OSPF Adjacency Issues

aglej · ‎08-12-2013

We've got a Cisco 7301 routers that forms OSPF adjacencies with an HA pair of 5020 firewalls. Recently I swapped this router out with a different router with the same IPs but different configs to test a new WAN connection. OSPF forms up just fine with the new router. After testing concluded and swapping back to the old router OSPF freaks out. The adjacencies get stuck in EXSTART. Cisco also says that this is an MTU mismatch condition, not true in my case.

Failing the firewalls over did not clear this up, tried twice. Rebooting them did the trick. After the reboot and a failover the adjacency was just fine.

Aug 11 00:15:14: %OSPF-5-ADJCHG: Process 200, Nbr 10.16.0.12 on GigabitEthernet0/0.200 from EXSTART to DOWN, Neighbor Down: Too many retransmissions

Aug 11 00:16:04: %OSPF-5-ADJCHG: Process 200, Nbr 10.16.1.20 on GigabitEthernet0/0.200 from DOWN to DOWN, Neighbor Down: Ignore timer expired

Aug 11 00:17:14: %OSPF-5-ADJCHG: Process 200, Nbr 10.16.0.12 on GigabitEthernet0/0.200 from EXSTART to DOWN, Neighbor Down: Too many retransmissions

Wondering if anyone else has seen this type of issue, or at least has any suggestions on how to get the adjacency to form without having to reboot.

sraghunandan · ‎08-12-2013

what software version are you on

mbutt · ‎08-12-2013

Do you have jumbo frames enabled. There was an issue which was seen on release 4.1.3 which got fixed in 4.1.7.

Bug 40409: Palo Alto Networks firewall not able to setup an OSPF link when using P2P to a Cisco router with jumbo-frames enabled, but broadcast mode does work. Issue with to P2P mode only, which has been fixed.

Another issue was seen in release 4.1.7 which has been fixed in 4.1.13 and 5.0.4

Bug 45687: When HA fails over from the active device to the passive device, it took more than a couple of minutes to re-establish the OSPF adjacency when the OSPF database was large. This occurred in rare situations and was due to the new active device sending redundant Database Description (DD) packets. If the neighbor OSPF router cannot handle the duplicate OSPF DD packets, the OSPF database exchange can be aborted multiple times. This issue has been resolved with this release such that the redundant DD packets are not sent.

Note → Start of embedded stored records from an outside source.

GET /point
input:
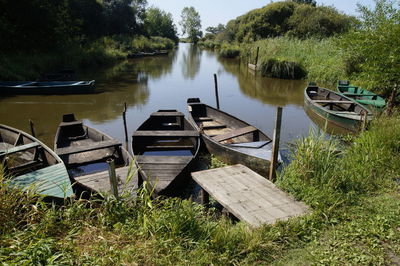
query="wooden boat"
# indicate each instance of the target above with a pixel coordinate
(360, 95)
(85, 152)
(166, 146)
(336, 108)
(47, 87)
(31, 164)
(230, 139)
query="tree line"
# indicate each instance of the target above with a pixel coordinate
(45, 24)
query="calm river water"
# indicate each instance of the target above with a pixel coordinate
(165, 82)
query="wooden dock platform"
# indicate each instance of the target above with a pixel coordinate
(100, 182)
(248, 196)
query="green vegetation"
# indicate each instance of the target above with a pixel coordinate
(354, 196)
(191, 24)
(47, 35)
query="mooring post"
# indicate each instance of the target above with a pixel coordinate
(32, 128)
(113, 177)
(125, 127)
(216, 90)
(204, 197)
(275, 145)
(258, 49)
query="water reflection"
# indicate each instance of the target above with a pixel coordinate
(270, 91)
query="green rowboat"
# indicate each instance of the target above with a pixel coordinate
(362, 96)
(336, 108)
(32, 165)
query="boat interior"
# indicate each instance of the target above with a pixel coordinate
(165, 133)
(333, 101)
(20, 154)
(226, 129)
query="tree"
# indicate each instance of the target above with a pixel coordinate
(191, 24)
(376, 45)
(160, 23)
(307, 2)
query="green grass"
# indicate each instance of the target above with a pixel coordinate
(354, 220)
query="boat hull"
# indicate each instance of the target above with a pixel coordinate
(350, 121)
(47, 88)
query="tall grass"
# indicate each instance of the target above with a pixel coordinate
(353, 195)
(322, 60)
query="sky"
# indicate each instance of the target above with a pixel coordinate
(213, 12)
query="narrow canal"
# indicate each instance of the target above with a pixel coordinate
(165, 82)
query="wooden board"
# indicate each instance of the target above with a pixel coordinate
(235, 133)
(100, 182)
(248, 196)
(89, 147)
(166, 133)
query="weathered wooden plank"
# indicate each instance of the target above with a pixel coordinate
(143, 159)
(333, 101)
(88, 147)
(166, 133)
(248, 196)
(167, 114)
(20, 148)
(235, 133)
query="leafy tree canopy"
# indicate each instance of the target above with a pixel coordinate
(191, 24)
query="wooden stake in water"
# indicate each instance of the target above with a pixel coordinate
(32, 128)
(216, 90)
(113, 177)
(275, 146)
(125, 127)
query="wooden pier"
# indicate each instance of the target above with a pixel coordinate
(247, 195)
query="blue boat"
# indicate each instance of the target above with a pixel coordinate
(47, 87)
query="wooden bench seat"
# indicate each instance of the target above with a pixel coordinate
(88, 147)
(235, 133)
(166, 133)
(20, 148)
(334, 101)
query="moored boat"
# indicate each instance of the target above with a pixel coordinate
(85, 152)
(361, 95)
(166, 146)
(31, 164)
(336, 108)
(47, 87)
(230, 139)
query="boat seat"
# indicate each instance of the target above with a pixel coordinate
(20, 148)
(333, 101)
(234, 133)
(89, 147)
(165, 133)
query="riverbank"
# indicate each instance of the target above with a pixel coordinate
(354, 197)
(107, 50)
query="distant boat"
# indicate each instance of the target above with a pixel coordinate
(336, 108)
(85, 151)
(166, 146)
(31, 164)
(230, 139)
(362, 96)
(47, 87)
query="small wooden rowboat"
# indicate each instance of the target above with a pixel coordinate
(338, 109)
(230, 139)
(31, 164)
(85, 151)
(166, 146)
(360, 95)
(47, 87)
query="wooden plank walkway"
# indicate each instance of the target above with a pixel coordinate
(248, 196)
(100, 182)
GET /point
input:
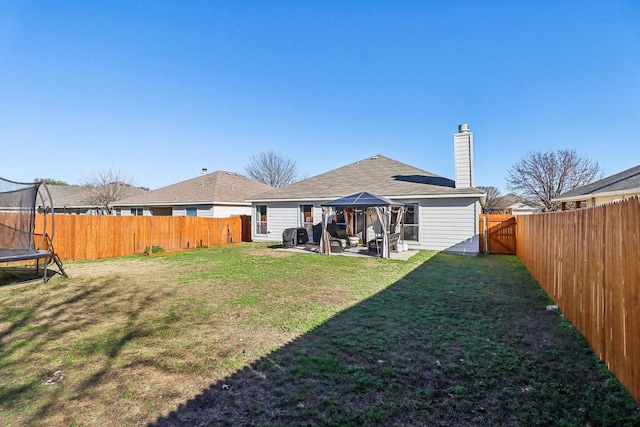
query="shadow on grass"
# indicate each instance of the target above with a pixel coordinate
(458, 341)
(31, 328)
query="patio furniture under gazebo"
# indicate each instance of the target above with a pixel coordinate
(388, 233)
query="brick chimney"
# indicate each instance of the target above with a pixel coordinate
(463, 154)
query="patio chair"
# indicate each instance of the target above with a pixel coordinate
(337, 238)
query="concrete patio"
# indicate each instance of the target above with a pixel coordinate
(358, 251)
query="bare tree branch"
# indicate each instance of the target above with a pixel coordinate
(273, 169)
(539, 177)
(106, 187)
(493, 196)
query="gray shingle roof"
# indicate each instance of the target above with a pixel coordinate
(623, 181)
(379, 175)
(215, 187)
(78, 196)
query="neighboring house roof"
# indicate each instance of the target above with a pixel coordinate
(76, 196)
(218, 187)
(379, 175)
(625, 182)
(512, 201)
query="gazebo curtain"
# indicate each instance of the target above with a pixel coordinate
(384, 217)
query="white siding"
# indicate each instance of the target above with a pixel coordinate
(463, 154)
(449, 225)
(279, 217)
(226, 211)
(445, 224)
(205, 211)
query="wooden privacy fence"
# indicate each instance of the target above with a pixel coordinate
(497, 234)
(83, 237)
(587, 260)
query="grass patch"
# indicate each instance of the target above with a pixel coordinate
(246, 334)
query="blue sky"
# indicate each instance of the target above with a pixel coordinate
(161, 89)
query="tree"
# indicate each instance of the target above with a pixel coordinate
(493, 197)
(106, 187)
(539, 177)
(273, 169)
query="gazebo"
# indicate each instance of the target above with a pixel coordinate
(357, 217)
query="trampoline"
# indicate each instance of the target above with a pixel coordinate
(19, 239)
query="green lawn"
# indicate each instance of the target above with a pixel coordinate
(247, 334)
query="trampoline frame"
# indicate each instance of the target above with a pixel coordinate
(46, 239)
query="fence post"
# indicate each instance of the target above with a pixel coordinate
(486, 232)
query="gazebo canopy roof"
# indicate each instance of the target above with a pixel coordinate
(362, 199)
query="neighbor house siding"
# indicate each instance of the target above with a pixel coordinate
(600, 200)
(205, 211)
(449, 225)
(226, 211)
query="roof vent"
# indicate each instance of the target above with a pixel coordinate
(463, 127)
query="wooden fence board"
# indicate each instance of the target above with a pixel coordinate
(500, 230)
(83, 237)
(587, 261)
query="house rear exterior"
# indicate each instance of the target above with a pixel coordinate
(441, 214)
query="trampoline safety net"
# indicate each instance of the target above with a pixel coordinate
(17, 217)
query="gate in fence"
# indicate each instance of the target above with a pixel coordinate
(497, 234)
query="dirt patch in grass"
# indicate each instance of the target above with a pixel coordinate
(247, 335)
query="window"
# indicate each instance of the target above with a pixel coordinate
(261, 219)
(306, 215)
(411, 221)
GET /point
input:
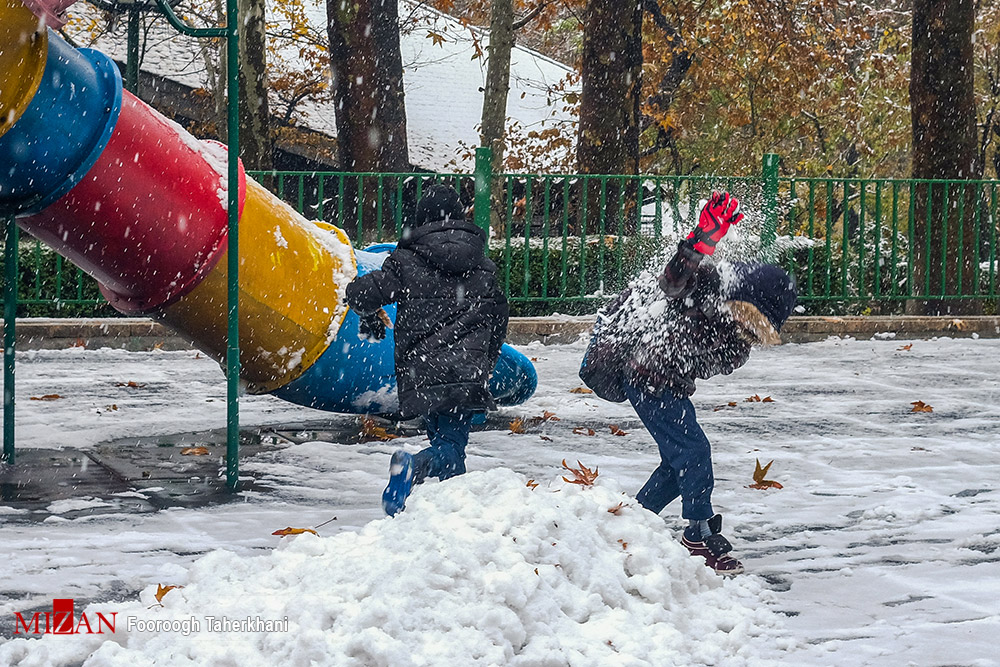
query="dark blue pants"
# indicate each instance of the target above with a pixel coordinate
(685, 468)
(449, 434)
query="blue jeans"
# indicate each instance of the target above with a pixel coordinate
(449, 434)
(685, 468)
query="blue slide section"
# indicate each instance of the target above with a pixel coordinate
(356, 376)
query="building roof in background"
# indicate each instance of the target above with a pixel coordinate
(443, 82)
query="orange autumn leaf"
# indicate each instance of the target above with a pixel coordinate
(162, 590)
(759, 475)
(370, 429)
(583, 475)
(294, 531)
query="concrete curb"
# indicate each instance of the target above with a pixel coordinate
(146, 334)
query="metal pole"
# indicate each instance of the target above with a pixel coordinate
(484, 181)
(233, 330)
(9, 340)
(132, 51)
(770, 232)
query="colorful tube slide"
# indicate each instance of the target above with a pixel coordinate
(139, 204)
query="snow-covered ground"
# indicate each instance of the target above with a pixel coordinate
(882, 547)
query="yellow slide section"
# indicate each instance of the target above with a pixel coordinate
(289, 296)
(24, 45)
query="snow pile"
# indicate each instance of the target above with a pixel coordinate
(480, 570)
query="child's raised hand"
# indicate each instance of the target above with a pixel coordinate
(721, 211)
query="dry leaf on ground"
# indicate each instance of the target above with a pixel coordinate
(162, 590)
(759, 475)
(371, 429)
(583, 475)
(294, 531)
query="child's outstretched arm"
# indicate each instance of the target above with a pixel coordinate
(368, 293)
(679, 275)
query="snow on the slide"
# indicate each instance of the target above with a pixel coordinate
(883, 547)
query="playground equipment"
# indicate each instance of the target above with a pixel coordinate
(142, 206)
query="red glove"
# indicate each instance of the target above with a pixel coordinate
(721, 211)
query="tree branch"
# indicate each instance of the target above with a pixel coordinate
(530, 16)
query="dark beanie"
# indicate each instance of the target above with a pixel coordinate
(768, 288)
(440, 202)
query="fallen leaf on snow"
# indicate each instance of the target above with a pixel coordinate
(371, 429)
(162, 590)
(294, 531)
(759, 475)
(583, 475)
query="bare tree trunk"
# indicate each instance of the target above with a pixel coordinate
(943, 115)
(608, 141)
(256, 144)
(367, 70)
(494, 122)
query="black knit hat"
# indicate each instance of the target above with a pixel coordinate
(440, 202)
(768, 288)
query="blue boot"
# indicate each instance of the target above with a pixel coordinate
(400, 483)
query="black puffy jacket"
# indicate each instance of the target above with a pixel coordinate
(451, 318)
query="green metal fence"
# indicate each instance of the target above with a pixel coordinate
(563, 243)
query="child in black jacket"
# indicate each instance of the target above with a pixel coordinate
(651, 344)
(451, 321)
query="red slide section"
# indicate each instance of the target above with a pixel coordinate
(149, 219)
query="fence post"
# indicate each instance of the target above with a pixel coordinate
(769, 234)
(9, 340)
(484, 181)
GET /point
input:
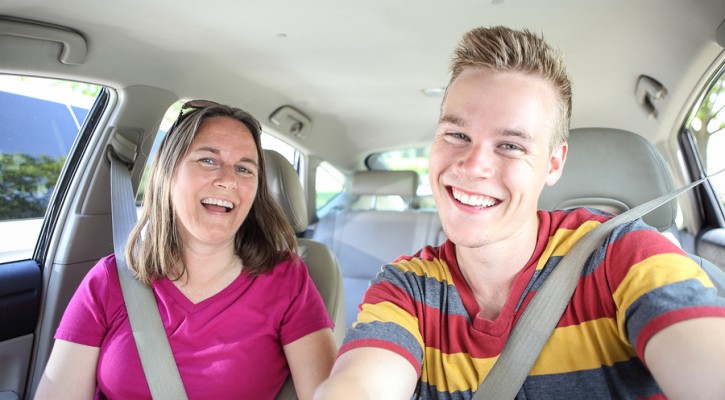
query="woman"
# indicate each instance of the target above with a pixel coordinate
(237, 304)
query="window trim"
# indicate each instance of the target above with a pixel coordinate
(60, 194)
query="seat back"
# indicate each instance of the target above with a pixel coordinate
(615, 170)
(321, 262)
(366, 239)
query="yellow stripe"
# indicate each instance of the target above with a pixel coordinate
(437, 269)
(585, 346)
(563, 239)
(454, 372)
(654, 272)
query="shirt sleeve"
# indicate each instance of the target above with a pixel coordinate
(387, 318)
(85, 320)
(306, 312)
(659, 287)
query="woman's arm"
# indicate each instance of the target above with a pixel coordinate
(369, 373)
(687, 359)
(70, 372)
(310, 359)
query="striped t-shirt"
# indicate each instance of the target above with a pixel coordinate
(637, 283)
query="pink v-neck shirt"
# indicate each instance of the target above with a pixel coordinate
(227, 346)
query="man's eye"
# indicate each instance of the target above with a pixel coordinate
(511, 146)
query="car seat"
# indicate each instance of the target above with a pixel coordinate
(615, 170)
(321, 262)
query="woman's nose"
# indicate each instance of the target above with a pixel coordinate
(226, 178)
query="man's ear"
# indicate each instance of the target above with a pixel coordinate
(556, 163)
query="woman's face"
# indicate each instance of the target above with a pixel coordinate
(215, 183)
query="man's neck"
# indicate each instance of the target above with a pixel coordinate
(491, 270)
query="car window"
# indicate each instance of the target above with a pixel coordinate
(329, 183)
(707, 127)
(407, 159)
(39, 122)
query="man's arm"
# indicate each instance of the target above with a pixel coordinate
(369, 373)
(687, 359)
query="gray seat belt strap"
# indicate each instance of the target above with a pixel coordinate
(159, 366)
(540, 317)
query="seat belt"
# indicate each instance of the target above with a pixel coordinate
(157, 360)
(540, 317)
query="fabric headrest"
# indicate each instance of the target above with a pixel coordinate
(285, 186)
(384, 183)
(614, 170)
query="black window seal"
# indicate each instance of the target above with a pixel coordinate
(57, 200)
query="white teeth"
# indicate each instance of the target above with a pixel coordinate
(218, 202)
(476, 201)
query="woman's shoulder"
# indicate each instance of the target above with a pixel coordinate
(103, 276)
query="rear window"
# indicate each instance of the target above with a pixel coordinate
(407, 159)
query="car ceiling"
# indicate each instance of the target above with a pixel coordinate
(357, 69)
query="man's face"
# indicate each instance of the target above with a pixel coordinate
(491, 158)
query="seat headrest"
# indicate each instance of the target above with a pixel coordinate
(385, 183)
(285, 186)
(613, 170)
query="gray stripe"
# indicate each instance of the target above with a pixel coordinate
(432, 293)
(387, 331)
(625, 380)
(675, 296)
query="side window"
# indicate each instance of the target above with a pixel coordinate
(329, 183)
(707, 126)
(39, 122)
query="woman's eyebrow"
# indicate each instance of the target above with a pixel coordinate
(452, 119)
(217, 151)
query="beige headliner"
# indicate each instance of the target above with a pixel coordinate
(357, 67)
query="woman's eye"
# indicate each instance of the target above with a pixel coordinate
(457, 135)
(243, 170)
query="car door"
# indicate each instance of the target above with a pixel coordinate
(45, 125)
(702, 141)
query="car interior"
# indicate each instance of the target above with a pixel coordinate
(348, 95)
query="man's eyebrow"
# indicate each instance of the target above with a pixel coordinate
(452, 119)
(517, 133)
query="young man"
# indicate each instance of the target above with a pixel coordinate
(644, 321)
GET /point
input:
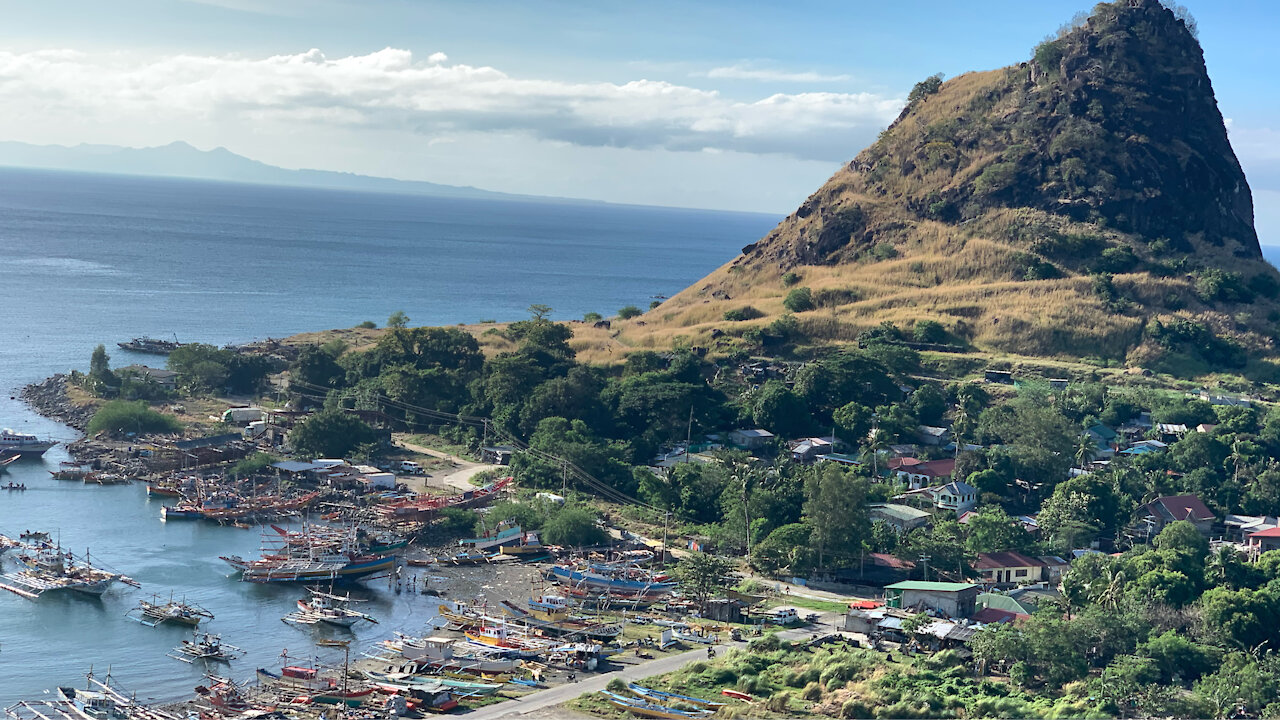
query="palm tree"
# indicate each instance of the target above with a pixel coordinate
(1111, 587)
(1217, 565)
(1084, 450)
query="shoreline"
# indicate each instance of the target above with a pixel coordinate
(49, 399)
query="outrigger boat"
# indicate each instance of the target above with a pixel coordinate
(206, 646)
(438, 654)
(103, 703)
(672, 698)
(71, 472)
(154, 613)
(329, 609)
(51, 569)
(645, 709)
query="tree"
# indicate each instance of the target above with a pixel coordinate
(836, 511)
(124, 417)
(778, 410)
(397, 320)
(100, 368)
(991, 529)
(330, 433)
(702, 577)
(853, 420)
(574, 527)
(785, 551)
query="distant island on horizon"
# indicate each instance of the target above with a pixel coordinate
(183, 160)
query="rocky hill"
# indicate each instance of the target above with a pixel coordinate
(1083, 203)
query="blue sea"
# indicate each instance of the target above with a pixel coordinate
(97, 259)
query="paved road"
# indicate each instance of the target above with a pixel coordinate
(458, 478)
(543, 700)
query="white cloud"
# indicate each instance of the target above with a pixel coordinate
(745, 72)
(389, 90)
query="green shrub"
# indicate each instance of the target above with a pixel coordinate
(929, 331)
(855, 709)
(926, 87)
(799, 300)
(1214, 285)
(124, 417)
(883, 251)
(739, 314)
(1265, 285)
(995, 180)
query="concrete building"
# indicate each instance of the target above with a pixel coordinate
(952, 600)
(901, 518)
(1009, 568)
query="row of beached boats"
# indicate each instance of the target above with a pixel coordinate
(45, 566)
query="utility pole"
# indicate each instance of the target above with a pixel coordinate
(689, 433)
(666, 520)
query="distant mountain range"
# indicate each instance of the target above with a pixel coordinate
(182, 160)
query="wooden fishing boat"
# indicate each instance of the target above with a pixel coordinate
(672, 698)
(182, 613)
(328, 609)
(205, 646)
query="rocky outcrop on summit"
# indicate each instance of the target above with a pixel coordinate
(1083, 201)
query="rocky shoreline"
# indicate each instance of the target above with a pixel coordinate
(49, 399)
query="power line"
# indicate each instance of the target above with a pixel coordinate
(493, 429)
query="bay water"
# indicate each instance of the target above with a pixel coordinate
(97, 259)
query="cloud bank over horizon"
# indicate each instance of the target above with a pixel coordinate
(391, 90)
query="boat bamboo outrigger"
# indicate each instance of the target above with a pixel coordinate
(182, 613)
(328, 609)
(205, 646)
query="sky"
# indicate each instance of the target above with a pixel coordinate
(714, 104)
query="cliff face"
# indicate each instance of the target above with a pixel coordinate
(1112, 123)
(1065, 205)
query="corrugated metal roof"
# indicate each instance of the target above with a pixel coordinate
(927, 586)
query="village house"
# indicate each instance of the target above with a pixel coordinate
(809, 450)
(752, 438)
(901, 518)
(933, 436)
(951, 600)
(1104, 438)
(1009, 568)
(955, 496)
(918, 474)
(1238, 528)
(1164, 510)
(167, 379)
(1266, 540)
(497, 454)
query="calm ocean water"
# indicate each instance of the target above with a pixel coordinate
(90, 259)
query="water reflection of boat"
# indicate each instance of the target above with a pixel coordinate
(205, 646)
(21, 445)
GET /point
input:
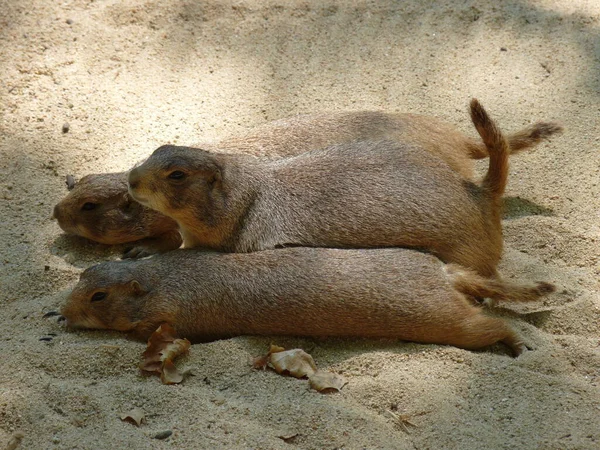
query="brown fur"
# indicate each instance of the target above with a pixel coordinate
(286, 137)
(356, 195)
(390, 293)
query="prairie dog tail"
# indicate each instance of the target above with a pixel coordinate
(495, 180)
(470, 283)
(521, 140)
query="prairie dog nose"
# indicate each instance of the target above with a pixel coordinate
(133, 179)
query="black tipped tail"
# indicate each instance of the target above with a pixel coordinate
(497, 176)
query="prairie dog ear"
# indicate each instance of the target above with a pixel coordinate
(215, 176)
(70, 182)
(136, 287)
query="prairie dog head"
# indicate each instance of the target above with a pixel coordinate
(174, 180)
(98, 207)
(107, 296)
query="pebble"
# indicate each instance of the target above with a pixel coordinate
(163, 434)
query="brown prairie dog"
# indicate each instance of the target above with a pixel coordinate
(99, 209)
(377, 293)
(354, 195)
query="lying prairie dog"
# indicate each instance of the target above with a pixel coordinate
(356, 195)
(98, 208)
(376, 293)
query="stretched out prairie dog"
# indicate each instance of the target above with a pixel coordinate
(376, 293)
(98, 207)
(366, 194)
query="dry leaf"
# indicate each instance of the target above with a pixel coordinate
(288, 439)
(326, 381)
(163, 347)
(296, 362)
(135, 416)
(14, 442)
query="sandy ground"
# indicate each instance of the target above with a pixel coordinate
(128, 75)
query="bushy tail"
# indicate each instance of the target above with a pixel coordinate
(470, 283)
(495, 180)
(521, 140)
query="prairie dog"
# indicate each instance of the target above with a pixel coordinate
(97, 207)
(376, 293)
(356, 195)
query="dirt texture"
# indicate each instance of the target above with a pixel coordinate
(94, 86)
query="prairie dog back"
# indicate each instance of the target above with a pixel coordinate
(394, 293)
(355, 195)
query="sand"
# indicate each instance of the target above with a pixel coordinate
(127, 76)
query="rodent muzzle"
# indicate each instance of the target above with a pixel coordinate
(133, 179)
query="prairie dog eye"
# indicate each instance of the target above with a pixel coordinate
(88, 206)
(98, 296)
(177, 175)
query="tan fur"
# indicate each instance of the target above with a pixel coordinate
(391, 293)
(356, 195)
(286, 137)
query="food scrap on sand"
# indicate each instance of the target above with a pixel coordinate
(163, 348)
(300, 364)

I am not sure if you are running into any of the above issue.

Thanks

aglej · ‎08-13-2013

Running 4.1.7-h2...should have included that.

kprakash · ‎08-13-2013

Just verify what the link types were configured on the cisco and the firewall. Its recommended that if using the Ethernet cables to connect to the cisco router, select the link type as "broadcast", and not "p2p" or "p2mp"

Plus, its always recommended to use graceful restart when deploying OSPF in a cluster. The feature, “graceful-restart” for OSPF is currently not supported by the PAN-FW. Since “graceful-restart” is not supported for OSPF, the routes will not be retained in the FIB once an OSPF neighbor goes down. Moreover, since the routes have been purged, traffic reliant upon these routes will be incorrectly forward out the default route or dropped.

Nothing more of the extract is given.